The Blockade is Hamas’ Best Friend
Hamas, it would appear, has little to offer young people. And yet it has only grown in popularity since its founding during the 1st intifada in 1987, beating its rival Fatah in Gaza’s 2006 elections. Observers fail to appreciate that young Gazans rationally join Hamas because they lack better options. Hamas affiliation promises power, money and status, which, because of the Israeli blockade, are not readily had through education and employment.
The blockade is Hamas’ best friend. It all but destroys Gaza’s economy, making it impossible for people to support themselves through ordinary work. Gazans used to be able to cross into Israel to get better paying jobs. They used to be able to work in Gaza and export goods to foreign markets. The blockade destroys both of those options. If you are a Gazan and want to get ahead, work and school wont help much. Acquiring better job skills is only useful if you can sell those skills. Joining Hamas simply pays better.
Perversely, the more the blockade constricts the supply of everyday items – food, fuel, water, medicine – the more it enriches Hamas, because they control the little that gets in. Imagine if, in the US, organized crime didnt just control the supply of illegal drugs – imagine they imported and distributed everything from Pepsi to Tylenol to gasoline. That’s what the blockade does for Hamas – it turns Gaza’s Islamist ruling party into Gaza’s wholesaler for everything. And the worse things get for ordinary Gazans – the pricier that drinking water, wheat flour and medicine become – the more money goes to Hamas, and the more reason people have to join them. This is on top of the aid funneled through Hamas by the UN and other international organizations, to keep Hamas awash in cash, and thus more attractive to join – not to mention better armed. (Foreign aid, despite its good intentions, often serves to sustain bad governments, by giving them a ready source of income, and making them less answerable to their beleaguered population.)
Take away the blockade and let goods and people move unfettered into and out of Gaza, and Hamas loses big. Yes, thousands of rockets will enter Gaza and be fired into Israel.

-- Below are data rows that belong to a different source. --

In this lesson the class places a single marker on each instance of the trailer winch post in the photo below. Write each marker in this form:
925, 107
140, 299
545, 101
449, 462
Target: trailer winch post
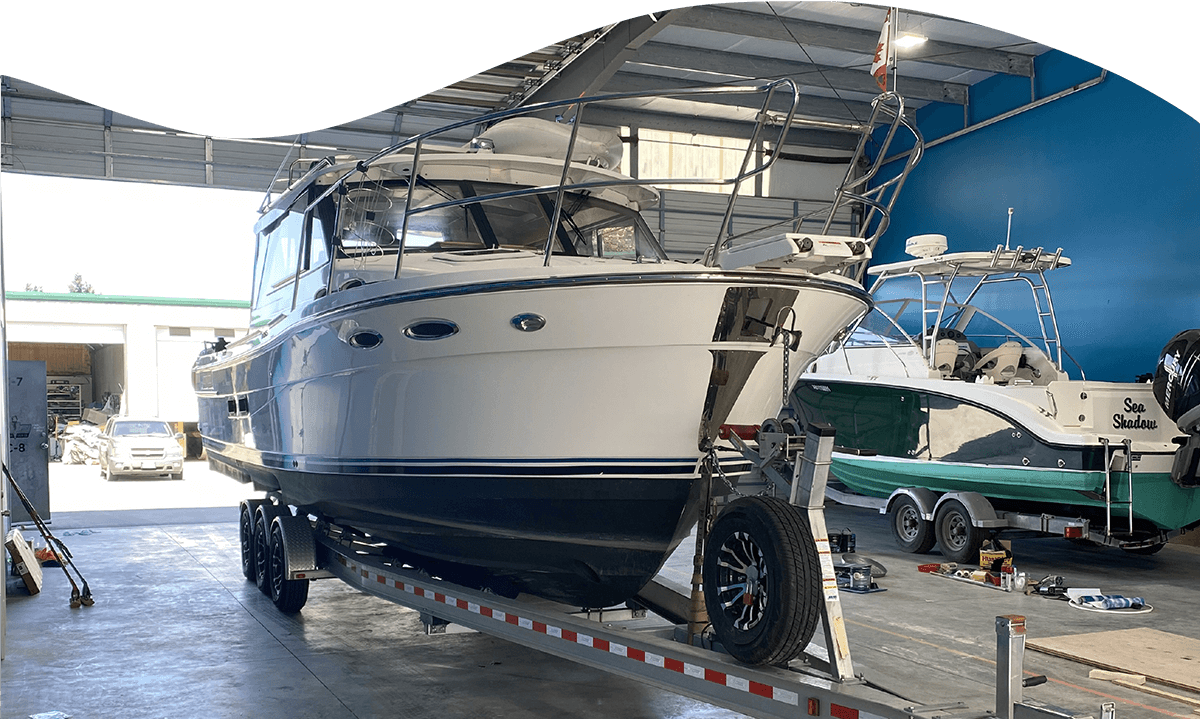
1009, 663
809, 480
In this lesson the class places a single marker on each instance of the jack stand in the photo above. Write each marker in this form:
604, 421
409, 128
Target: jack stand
809, 480
1011, 681
697, 613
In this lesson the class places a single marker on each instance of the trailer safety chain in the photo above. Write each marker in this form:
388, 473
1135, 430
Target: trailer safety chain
715, 463
791, 339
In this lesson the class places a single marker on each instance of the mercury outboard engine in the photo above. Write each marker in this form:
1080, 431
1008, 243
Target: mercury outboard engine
1177, 389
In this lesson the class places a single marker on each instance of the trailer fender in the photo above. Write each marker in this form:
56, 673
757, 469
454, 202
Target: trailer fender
299, 546
982, 513
924, 498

Newsflash: they already are! In the last year of Israel’s physical occupation of Gaza, Hamas (and others) fired more than 1000 rockets and RPGs into Israel. After the blockade in 2007, the total number of attacks continued to climb: more than 2800 in 2007, and more than 3700 in 2008. Attacks dropped off after Israel (and Egypt) tightened the borders even more – but they rebounded soon after, exceeding 2200 in 2012. The first 8 months of 2014 have already seen more than 4000 such attacks.
To gain some perspective on these numbers, consider that since 2001, Israel has been subject to about 19,000 rocket and mortar attacks – but only 28 Israelis have been killed. Gazans who have died in Israeli retaliation number in the thousands – most of whom are innocent, and many of whom are children.

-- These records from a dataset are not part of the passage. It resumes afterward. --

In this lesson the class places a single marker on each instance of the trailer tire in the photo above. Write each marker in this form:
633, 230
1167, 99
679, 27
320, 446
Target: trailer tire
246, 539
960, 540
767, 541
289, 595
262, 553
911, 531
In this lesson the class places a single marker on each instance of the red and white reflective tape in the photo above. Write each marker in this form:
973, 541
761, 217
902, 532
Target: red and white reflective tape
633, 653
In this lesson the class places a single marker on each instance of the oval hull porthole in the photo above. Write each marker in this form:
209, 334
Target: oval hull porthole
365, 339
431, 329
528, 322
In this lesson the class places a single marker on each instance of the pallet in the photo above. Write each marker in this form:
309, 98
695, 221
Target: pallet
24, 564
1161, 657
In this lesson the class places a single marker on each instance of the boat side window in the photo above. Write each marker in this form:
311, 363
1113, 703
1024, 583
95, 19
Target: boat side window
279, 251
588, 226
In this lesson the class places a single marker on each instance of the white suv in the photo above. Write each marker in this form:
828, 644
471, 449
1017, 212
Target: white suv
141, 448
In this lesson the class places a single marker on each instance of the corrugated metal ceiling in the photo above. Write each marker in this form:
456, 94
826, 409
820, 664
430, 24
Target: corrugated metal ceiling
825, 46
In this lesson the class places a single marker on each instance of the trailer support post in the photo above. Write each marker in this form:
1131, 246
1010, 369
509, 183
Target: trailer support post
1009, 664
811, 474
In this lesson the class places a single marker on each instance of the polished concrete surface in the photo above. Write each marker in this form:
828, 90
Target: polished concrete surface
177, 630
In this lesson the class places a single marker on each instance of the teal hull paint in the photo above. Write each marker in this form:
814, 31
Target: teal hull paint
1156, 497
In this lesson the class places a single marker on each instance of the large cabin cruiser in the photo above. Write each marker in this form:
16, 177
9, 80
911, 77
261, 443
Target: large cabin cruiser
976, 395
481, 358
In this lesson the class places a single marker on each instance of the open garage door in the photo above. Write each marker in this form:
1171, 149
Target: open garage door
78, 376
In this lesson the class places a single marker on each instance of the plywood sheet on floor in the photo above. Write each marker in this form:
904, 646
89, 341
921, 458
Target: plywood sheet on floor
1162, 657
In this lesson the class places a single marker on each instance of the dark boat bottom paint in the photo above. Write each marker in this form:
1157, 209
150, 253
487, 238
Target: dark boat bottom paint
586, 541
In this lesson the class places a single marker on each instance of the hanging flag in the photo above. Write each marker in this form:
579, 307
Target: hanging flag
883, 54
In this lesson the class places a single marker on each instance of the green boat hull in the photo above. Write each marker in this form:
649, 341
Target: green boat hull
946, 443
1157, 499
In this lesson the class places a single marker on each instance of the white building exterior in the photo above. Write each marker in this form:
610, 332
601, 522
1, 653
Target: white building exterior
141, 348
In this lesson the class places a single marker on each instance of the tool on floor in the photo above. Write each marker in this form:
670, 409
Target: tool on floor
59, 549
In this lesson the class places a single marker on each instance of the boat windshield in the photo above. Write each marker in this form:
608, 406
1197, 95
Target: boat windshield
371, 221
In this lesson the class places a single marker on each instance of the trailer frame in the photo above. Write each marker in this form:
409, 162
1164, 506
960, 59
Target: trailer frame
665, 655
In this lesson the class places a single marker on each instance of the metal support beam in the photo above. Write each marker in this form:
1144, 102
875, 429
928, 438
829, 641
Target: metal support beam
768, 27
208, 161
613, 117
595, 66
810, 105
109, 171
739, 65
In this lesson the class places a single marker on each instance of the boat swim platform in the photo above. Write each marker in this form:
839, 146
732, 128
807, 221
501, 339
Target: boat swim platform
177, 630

Keeping weapons out by occupation or blockade has been tried and failed. The blockade actually makes things worse because it gives Hamas that much more cash to buy weapons. This is why ending the blockade is Israel’s best long-term bet for peace and political change.
Not only should Israel end the blockade, it should also rebuild Gaza’s airport and seaport, allow an unlimited number of workers in and out to work in Israel, and invest in rebuilding schools and hospitals. Doing this will make it profitable for Gazans to live their lives in the ordinary way: acquire skills, and sell one’s labor, or the fruit thereof, to the highest bidder. Present Israeli policy only guarantees a future of yet more violence.
Refs:
http://en.wikipedia.org/wiki/Blockade_of_the_Gaza_Strip
N.b. While Hamas is a serious nuisance for Israel, it poses an existential threat to Egypt’s government, which only recently deposed the Islamist Muslim Brotherhood, a natural ally of Hamas. Most of the above arguments apply equally to Egypt, whose long-term security would be enhanced by open borders and free trade with Gaza. However the blockade of Gaza is entirely the work of Israel. Any country can, legally, close its borders to another country. Egypt and Israel have both done so with respect to Gaza. Israel however goes the extra mile by blockading Gaza’s Mediterranean coast, and keeping Gaza’s airport inoperative. While the border closures are legal (if poorly considered), the air and sea blockade is not.